2. borusan müzik evi

seçkin pirim'in heykelleri var içeride, 2 katta sergi var zaten diğer katlar konser alanı. bu katlarda da bildikleri herşeyi anlatmaya gönüllü rehberler var, föy veya tanıtıcı hiç bir şey olmadığı için bu görevi seve seve üstleniyorlar. En üst katta muhteşem kokulara sahip bir bahçesi var, en alt katta da bir cafe ve kitapevi var (robinson crusoe). Binanın ön cephesi her ne kadar eski dursa da iç taraf komple yıkılıp tekrar yapılmış, tasarımcısı da gökhan avcıoğlu. detaylarıyla birlikte şa-ha-ne olmuş ! sergiyi gezmek çok vakit almıyor ama detay incelemek isteyenler daha çok vakit ayırmalı. Bir de haftasonları ofis-müze olan bir yapısı daha var Borusan'ın. oraya da gidip ikisi hakkında daha ayrıntılı yazarım diye düşünmekteyim.

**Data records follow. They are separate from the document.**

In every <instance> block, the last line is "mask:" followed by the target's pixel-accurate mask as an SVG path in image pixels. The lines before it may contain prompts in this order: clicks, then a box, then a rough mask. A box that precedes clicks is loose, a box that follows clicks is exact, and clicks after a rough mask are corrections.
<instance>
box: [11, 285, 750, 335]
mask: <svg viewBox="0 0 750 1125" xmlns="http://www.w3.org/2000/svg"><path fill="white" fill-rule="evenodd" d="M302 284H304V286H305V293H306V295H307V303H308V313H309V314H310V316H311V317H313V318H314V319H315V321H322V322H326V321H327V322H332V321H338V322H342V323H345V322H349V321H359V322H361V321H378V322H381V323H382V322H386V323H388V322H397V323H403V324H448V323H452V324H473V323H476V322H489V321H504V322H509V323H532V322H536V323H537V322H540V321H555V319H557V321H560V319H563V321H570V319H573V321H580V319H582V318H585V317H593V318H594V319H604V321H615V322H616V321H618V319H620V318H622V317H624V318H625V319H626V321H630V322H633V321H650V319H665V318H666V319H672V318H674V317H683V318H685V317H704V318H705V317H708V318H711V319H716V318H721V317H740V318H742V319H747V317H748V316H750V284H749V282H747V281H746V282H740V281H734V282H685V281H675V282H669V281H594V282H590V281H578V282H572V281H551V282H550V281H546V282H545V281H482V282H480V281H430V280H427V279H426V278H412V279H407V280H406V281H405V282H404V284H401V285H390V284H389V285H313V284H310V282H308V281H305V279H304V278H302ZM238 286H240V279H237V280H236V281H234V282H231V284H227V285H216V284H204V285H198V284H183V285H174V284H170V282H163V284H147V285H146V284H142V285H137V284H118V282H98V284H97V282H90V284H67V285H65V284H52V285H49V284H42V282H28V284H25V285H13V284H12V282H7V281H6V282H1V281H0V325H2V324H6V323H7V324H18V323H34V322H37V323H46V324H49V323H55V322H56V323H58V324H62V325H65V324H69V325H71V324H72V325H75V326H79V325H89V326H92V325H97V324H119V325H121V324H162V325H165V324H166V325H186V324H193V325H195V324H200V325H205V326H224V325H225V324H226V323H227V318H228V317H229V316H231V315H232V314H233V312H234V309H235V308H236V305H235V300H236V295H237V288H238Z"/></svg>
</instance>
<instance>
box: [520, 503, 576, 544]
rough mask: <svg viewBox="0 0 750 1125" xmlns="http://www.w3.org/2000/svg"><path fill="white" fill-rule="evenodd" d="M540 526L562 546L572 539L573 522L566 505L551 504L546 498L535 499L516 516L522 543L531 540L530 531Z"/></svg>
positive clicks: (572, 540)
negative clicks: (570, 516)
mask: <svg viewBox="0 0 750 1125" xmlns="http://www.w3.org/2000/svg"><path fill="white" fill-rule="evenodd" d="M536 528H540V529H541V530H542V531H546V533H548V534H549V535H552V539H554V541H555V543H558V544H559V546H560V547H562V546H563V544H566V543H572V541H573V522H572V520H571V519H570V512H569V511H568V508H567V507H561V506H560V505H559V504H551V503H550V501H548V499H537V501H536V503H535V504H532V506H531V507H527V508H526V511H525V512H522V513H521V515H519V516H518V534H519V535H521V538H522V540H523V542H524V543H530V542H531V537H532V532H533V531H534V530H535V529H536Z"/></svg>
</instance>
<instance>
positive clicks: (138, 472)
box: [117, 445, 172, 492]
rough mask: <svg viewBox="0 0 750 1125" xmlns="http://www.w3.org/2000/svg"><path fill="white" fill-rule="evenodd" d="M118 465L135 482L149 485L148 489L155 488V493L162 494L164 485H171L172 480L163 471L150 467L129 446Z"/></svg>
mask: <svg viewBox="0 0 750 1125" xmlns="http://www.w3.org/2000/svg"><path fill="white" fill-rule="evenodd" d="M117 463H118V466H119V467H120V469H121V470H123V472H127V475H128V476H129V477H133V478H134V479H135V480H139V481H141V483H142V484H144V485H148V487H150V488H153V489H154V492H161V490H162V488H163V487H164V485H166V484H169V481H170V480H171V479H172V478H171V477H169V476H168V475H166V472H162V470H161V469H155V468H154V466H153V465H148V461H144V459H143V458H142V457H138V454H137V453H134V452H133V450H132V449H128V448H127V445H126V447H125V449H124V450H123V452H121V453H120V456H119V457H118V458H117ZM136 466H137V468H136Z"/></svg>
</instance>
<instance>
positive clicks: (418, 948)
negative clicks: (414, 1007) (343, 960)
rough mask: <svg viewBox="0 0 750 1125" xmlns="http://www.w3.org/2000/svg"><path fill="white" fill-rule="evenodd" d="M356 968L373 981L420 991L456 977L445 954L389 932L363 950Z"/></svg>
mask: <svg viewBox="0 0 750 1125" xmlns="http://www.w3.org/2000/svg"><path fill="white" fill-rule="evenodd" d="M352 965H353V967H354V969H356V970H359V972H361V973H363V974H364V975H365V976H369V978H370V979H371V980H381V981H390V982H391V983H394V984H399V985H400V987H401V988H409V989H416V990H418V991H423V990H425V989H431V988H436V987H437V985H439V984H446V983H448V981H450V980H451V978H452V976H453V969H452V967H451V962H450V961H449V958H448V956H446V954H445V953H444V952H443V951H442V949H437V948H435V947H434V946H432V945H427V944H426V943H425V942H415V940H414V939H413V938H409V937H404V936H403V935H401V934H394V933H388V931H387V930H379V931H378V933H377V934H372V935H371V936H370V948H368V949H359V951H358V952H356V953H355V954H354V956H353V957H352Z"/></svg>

ha gezinin asıl amacı da fotoğraf çekmekti. kafa böyle yerlere gidince, çektiğim fotoğrafların da kimseye hayrı olmuyor tabi. gülücük ve veda.



12 Aralık 2011 Pazartesi

fikir dediğin yürüyerek gelir mi?

DırııırırırırırırDIIIIMM

bu seneki yılbaşı kartlarının teması ne olsun ne olsun!! diye düşünüyorum hala,

kartlar geliyoooo o o o o ooo rr !!!

önce fikri gelecek tabi, neyse var bir şeyler aklımda.

bu sefer son dakikaya da bırakmıcam hem, yeni yıla girmeden kartlarınız düşecek posta kutularınaa a a aa!!!

sabırla bekleyiniz efenim.

9 Aralık 2011 Cuma

7 Aralık 2011 Çarşamba

romalıların yüzme bilmediğinin ispatı

















bu fotoğrafın çekildiği akşam, en çok özlenilen akşamlardan biridir.

o duvardan su akıyor, sıçraya sıçraya. biz de yürüyoruz ki kenarından ıslanalım diye. neyin kafası?

ayakları suya değdirmekle başladık, sonra hal bu hal. richard meier gidecek romaya, bir sunağı korumak için müze tasarlayacak, önüne de havuz, biz de gidip 4 yıldır ismini sürekli duyduğumuz bu tasarımcının tasarladığı havuzda eğlenmeyecektik de ne yapacaktık? müzeyi mi gezecektik?

üzgünüm Richard, vakit olmadı müzeyi gezmeye, şöyle bir baktık içine sadece. Ama havuz şahaneydi, romalılar neden beğenmiyor anlamıyorum, yüzme bilmiyorlar herhalde.